In 1947 he helped to establish the Composors' Association of Argentina. In 1969 he was appointed Member of the Academy of Fine Arts. As a teacher he was professor of composition at the National Music School of the University of La Plata in the Province of Buenos Aires, Professor at the National Music Conservatory, and the Institut Superior de Arte of the Teatro Colón, all of Buenos Aires.

Michael (Misha) Kogan

Michael (Misha) Kogan (1917-1984), businessman and industrialist, born in Odessa, Ukraine (then part of the Russian Empire). His family fled the anti-Jewish persecutions and pogroms of the 1920s and settled in Harbin, China. Kogan attended "The First Commercial School" in Harbin
in 1937, and was an active member of the local branch of Betar Zionist youth movement. He then continued his studies at the UMCA college in Harbin and in 1938 went to Japan, where graduated from the prestigious Waseda University in Tokyo, having acquired an excellent command of the Japanese language and culture.

In 1944 Kogan returned to China settling in Tianjin, where he opened his first company that dealt in natural hair wigs and floor coverings. After the establishment of the Communist regime in China, he returned to Tokyo in 1950. In 1953 he founded Taito Trading Company, later known as Taito Corporation, a company that began by importing and distributing vending machines and then jukeboxes before turning into a video game company and a developer of video game software and arcade hardware. He spent long periods of time in Israel and in Hong Kong. 

During WW2, Kogan was in touch with a number of personalities in Japan, most notably with Yasue Norihiro, a colonel with the Japanese Army's intelligence services and one of the initiators of the "Fugu Plan" of re-settling European Jews in the Japanese-occupied Manchuria. Kogan's archives, known as "Kogan's Papers", contain valuable materials from Japanese sources that relate to the development of the relationship between the Jews and
the Japanese during WW2.

Michael Kogan passed away while on a visit to Los Angeles in 1984.

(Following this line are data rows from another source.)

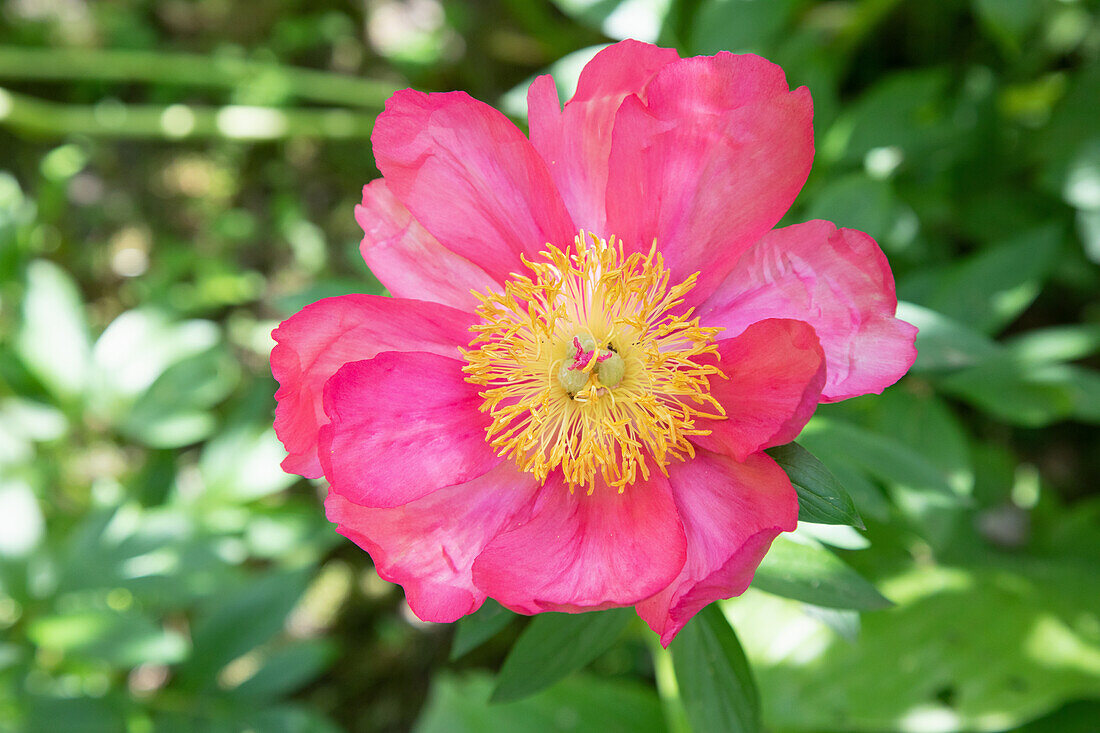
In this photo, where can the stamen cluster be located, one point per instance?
(590, 364)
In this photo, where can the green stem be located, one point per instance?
(113, 119)
(188, 69)
(667, 688)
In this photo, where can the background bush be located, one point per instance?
(178, 176)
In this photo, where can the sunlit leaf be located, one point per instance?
(821, 496)
(579, 704)
(809, 572)
(713, 676)
(53, 339)
(476, 628)
(553, 645)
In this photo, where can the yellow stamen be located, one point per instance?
(524, 354)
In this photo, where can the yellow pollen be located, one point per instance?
(587, 365)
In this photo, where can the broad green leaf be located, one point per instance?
(1053, 345)
(989, 290)
(579, 704)
(906, 111)
(121, 639)
(1027, 395)
(174, 411)
(714, 678)
(22, 524)
(1008, 21)
(286, 669)
(480, 626)
(53, 337)
(809, 572)
(887, 459)
(84, 714)
(554, 645)
(622, 19)
(239, 620)
(985, 648)
(739, 25)
(161, 342)
(286, 718)
(242, 463)
(860, 203)
(1078, 717)
(944, 343)
(821, 496)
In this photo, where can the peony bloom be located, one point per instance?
(594, 334)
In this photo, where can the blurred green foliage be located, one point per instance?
(177, 176)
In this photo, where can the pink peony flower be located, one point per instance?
(594, 334)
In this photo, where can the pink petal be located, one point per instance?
(732, 512)
(774, 372)
(836, 280)
(429, 545)
(575, 142)
(320, 338)
(582, 553)
(710, 165)
(402, 425)
(409, 261)
(470, 177)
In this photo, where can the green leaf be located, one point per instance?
(480, 626)
(554, 645)
(883, 457)
(1008, 21)
(906, 110)
(239, 620)
(288, 668)
(50, 714)
(53, 338)
(582, 703)
(174, 411)
(811, 573)
(1032, 396)
(989, 290)
(161, 342)
(985, 647)
(121, 639)
(714, 677)
(821, 496)
(739, 25)
(619, 19)
(944, 343)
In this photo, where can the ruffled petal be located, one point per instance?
(836, 280)
(774, 372)
(408, 260)
(708, 165)
(575, 142)
(320, 338)
(732, 512)
(429, 546)
(470, 177)
(582, 553)
(400, 426)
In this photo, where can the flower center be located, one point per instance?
(587, 365)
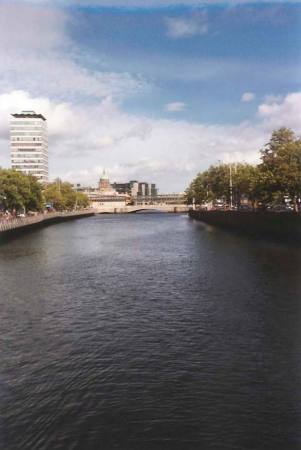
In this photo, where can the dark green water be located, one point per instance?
(149, 331)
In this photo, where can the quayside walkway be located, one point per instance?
(26, 222)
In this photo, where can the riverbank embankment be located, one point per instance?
(282, 224)
(26, 223)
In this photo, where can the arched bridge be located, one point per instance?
(136, 208)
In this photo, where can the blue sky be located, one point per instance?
(171, 86)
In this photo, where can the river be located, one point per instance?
(149, 332)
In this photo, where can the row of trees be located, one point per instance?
(22, 193)
(276, 178)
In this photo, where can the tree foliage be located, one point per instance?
(19, 192)
(278, 176)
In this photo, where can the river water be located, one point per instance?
(149, 332)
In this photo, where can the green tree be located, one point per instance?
(19, 192)
(280, 169)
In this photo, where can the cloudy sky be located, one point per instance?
(155, 90)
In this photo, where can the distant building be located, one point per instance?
(105, 195)
(136, 189)
(29, 144)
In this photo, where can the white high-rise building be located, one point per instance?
(29, 144)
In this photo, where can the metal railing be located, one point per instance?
(19, 222)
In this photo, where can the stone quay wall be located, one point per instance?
(19, 223)
(267, 223)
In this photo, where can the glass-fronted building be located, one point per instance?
(29, 144)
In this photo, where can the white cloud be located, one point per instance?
(175, 107)
(282, 112)
(83, 139)
(36, 54)
(186, 27)
(247, 97)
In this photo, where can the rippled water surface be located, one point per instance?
(146, 332)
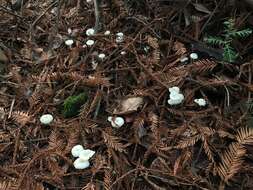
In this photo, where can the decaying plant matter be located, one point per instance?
(159, 146)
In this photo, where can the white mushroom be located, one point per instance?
(101, 56)
(46, 119)
(90, 42)
(174, 89)
(200, 102)
(107, 33)
(184, 59)
(69, 30)
(90, 32)
(123, 53)
(76, 150)
(175, 98)
(194, 56)
(116, 122)
(86, 154)
(81, 164)
(69, 42)
(119, 37)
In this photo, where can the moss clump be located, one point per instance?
(72, 105)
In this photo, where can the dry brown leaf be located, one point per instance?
(129, 105)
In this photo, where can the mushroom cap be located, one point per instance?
(86, 154)
(90, 42)
(101, 56)
(90, 32)
(107, 32)
(69, 42)
(174, 89)
(76, 150)
(184, 59)
(81, 164)
(194, 56)
(46, 119)
(120, 34)
(200, 102)
(175, 98)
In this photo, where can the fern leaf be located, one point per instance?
(242, 33)
(232, 160)
(229, 54)
(245, 135)
(215, 41)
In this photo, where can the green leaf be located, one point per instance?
(213, 40)
(241, 33)
(229, 25)
(229, 54)
(72, 105)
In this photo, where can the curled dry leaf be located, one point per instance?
(129, 105)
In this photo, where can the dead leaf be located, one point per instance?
(201, 8)
(129, 105)
(3, 57)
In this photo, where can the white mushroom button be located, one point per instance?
(116, 122)
(101, 56)
(174, 89)
(184, 59)
(119, 37)
(175, 98)
(76, 150)
(90, 32)
(46, 119)
(194, 56)
(107, 33)
(90, 42)
(200, 102)
(123, 53)
(81, 164)
(69, 42)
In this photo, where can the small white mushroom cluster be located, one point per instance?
(46, 119)
(201, 102)
(69, 42)
(119, 37)
(175, 96)
(116, 122)
(83, 156)
(193, 56)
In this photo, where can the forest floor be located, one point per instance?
(162, 94)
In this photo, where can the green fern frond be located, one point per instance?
(229, 54)
(230, 33)
(72, 105)
(214, 41)
(242, 33)
(229, 25)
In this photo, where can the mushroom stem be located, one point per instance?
(98, 24)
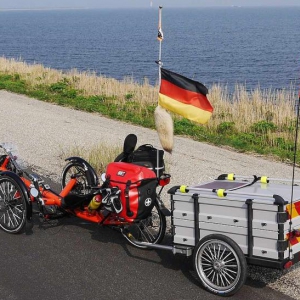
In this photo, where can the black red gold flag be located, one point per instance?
(184, 96)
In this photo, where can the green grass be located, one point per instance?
(263, 137)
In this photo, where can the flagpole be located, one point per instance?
(160, 38)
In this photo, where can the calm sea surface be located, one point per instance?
(253, 46)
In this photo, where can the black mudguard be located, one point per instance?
(24, 189)
(91, 172)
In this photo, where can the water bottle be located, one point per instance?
(95, 203)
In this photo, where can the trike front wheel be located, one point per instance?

His widow Asya Kogan nee Kachanovsky (1924-2013) was a major donor to Shamir Medical Center (Assaf Harofeh) in Israel.

Benno Moiseiwitsch

Benno Moiseiwitsch (1890-1963), pianist, born in Odessa, Ukraine (then part of the Russian Empire). He won the Anton Rubinstein Prize at the Odessa Academy at the age of nine. Later he studied with Theodor Leschetizky in Vienna. Moiseiwitsch went to England with his family when he was a boy and in 1908, he made his debut there. From 1919 he was a frequent guest pianist with major European and American orchestras. He mastered a wide repertoire and was considered a noted interpreter of romantic music, especially of Chopin. He died in London, England.

Yefim Ladizhinsky
Yefim Ladizhinsky studied painting in Bershadsky's studio and at the Academy of Fine Arts in Odessa. From 1931 he lived chiefly in Moscow, where he worked as a set designer. Starting in the mid-1960s he devoted most of his time to painting. He immigrated to Israel in 1978, after destroying some 2,000 of his works because he could not amass the sum required to take them out of the Soviet Union. The loss of his work and the crisis of migration affected him gravely, leading to his suicide three years later.
A master of diverse painting and drawing techniques, Ladizhinsky worked in several styles during the course of his career. It was in Moscow in 1968 that he began the series "Growing Up in Odessa," and he continued working on it after his arrival in Jerusalem.
Ladizhinsky's one-man shows included the Theater Guild (1962) and Artists' House (1969) in Moscow; the Israel Musem (1980) and Artists' House (1982) in Jerusalem; the University Gallery (1980) and the Mane Katz Museum (1996) in Haifa; in Ein Harod Museum of Art (1982); and the Barbican Centre, London (1992).